So what about normal healthy people who have the passion to contribute to society, their professions, and their families into their 70s, 80s, and 90s? For seniors to continue their success, understand more, and better solve challenging problems, they must exercise their brains just like they do their bodies.
In his best-selling book How to Think Like Leonardo DaVinci, research scientist Michael Gelb points out that human brains are:
• More flexible and multidimensional than computers
• Able to improve with age
• Capable of making virtually unlimited neural connections and patterns of thought
A Few Examples
A few examples of mental exercises that are easy and enjoyable are listed below. After each example is the cognitive benefit and the area of the brain activated by the mental activity.
1. Play a board or video game like Monopoly, Scrabble, or chess with family and friends. Or if you’re by yourself, do a crossword puzzle or Sudoku. Benefit: Sharpens problem-solving ability. Brain area involved: The left side of the frontal cortex.
2. Visit a museum exhibit. As you stroll through a gallery and notice an interesting painting, ask yourself: What is my reaction to this art? What is the artist trying to say? How is he or she saying it? With shapes, color, composition, or all three? Benefit: Sharpens spatial reasoning. Brain area involved: The limbic system and occipital lobe.
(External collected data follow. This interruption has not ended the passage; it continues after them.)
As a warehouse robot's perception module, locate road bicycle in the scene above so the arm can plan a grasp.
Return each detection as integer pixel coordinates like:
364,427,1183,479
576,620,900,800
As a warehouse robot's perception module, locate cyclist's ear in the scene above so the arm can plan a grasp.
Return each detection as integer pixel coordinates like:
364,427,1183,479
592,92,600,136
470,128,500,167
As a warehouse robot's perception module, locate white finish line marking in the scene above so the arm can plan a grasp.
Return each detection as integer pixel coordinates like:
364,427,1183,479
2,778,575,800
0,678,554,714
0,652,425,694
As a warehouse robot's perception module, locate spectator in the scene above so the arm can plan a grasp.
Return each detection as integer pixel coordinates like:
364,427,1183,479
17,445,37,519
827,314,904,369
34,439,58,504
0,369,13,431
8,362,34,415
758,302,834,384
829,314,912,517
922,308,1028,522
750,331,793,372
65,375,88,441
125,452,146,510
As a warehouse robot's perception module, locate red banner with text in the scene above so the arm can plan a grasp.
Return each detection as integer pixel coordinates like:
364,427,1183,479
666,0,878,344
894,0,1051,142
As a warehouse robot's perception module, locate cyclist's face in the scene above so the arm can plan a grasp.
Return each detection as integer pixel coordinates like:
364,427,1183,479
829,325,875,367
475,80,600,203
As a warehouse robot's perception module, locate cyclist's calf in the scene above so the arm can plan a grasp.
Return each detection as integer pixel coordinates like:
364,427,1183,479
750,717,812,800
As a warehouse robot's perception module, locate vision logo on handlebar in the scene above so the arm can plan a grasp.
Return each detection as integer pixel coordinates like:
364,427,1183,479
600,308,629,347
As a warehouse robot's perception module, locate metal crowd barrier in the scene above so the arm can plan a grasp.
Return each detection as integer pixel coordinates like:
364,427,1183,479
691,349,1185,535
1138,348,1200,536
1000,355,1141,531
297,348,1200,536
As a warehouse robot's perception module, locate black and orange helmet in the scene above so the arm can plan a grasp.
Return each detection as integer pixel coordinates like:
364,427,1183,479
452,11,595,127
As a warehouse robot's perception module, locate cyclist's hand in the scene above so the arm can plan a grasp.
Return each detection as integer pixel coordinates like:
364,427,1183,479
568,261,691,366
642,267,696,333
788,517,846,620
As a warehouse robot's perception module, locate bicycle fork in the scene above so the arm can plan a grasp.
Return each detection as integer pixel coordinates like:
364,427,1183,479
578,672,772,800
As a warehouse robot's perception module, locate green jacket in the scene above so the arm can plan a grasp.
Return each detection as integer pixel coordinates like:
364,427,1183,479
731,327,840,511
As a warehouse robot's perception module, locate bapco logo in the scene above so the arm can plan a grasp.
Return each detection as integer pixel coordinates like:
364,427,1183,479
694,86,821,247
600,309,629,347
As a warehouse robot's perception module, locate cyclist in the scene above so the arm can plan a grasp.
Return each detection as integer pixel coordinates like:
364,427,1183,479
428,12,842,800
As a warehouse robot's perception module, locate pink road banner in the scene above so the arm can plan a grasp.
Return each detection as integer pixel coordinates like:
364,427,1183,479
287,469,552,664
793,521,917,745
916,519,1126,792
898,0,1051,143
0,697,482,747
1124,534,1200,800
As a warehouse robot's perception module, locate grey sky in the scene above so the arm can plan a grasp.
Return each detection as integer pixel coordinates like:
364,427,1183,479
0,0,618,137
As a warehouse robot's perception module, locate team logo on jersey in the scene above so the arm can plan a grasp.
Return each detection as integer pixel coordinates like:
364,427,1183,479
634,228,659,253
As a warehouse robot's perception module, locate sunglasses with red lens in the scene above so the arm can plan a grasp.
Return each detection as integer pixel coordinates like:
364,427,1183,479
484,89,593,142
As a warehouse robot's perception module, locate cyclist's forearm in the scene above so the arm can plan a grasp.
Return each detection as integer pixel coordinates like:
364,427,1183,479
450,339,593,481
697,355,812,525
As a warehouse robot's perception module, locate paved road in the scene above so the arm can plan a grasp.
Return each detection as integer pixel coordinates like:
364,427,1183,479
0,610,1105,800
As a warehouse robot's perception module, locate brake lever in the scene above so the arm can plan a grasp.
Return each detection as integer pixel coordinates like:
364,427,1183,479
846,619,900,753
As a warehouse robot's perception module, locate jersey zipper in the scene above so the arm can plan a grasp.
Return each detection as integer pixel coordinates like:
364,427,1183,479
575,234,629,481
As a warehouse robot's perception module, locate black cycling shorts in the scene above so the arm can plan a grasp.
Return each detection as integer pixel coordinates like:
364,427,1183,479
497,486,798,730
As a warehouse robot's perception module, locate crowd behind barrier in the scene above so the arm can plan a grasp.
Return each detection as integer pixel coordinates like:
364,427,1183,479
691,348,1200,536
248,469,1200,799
3. People watching. On your next trip to the mall, relax in a sitting area. What do the people passing by seem to be feeling? Are they happy, sad, or bored? What can you infer about their lives from their attire? Are they alone or with others? Benefit: Brightens emotional intelligence. Brain area involved: The limbic system and basal ganglia.
4. The glad game. Play it with family and friends. Think of something good that can come of a distressing event such as the 2011 Japan tsunami. Examples: Designing safer reactors, developing better nuclear energy policies, and people coming together and responding to help those in need. Benefit: Reframing a problem. Creative thinking. Brain area involved: The prefrontal cortex.
5. Neurobic exercise. Brush your teeth with your nondominant hand. Eat a Chinese meal with chopsticks. Benefit: Learning or practicing a new way of doing a familiar task. Brain area involved: Anterior cingulate gyrus.
6. Personal insight. Ask yourself a “virtual history” question, such as how would history or life be different if John Kennedy had not been assassinated? If 9/11 had not occurred? If personal computers had not yet been invented? Benefit: Engage in creative thinking. Brain area involved: Prefrontal cortex.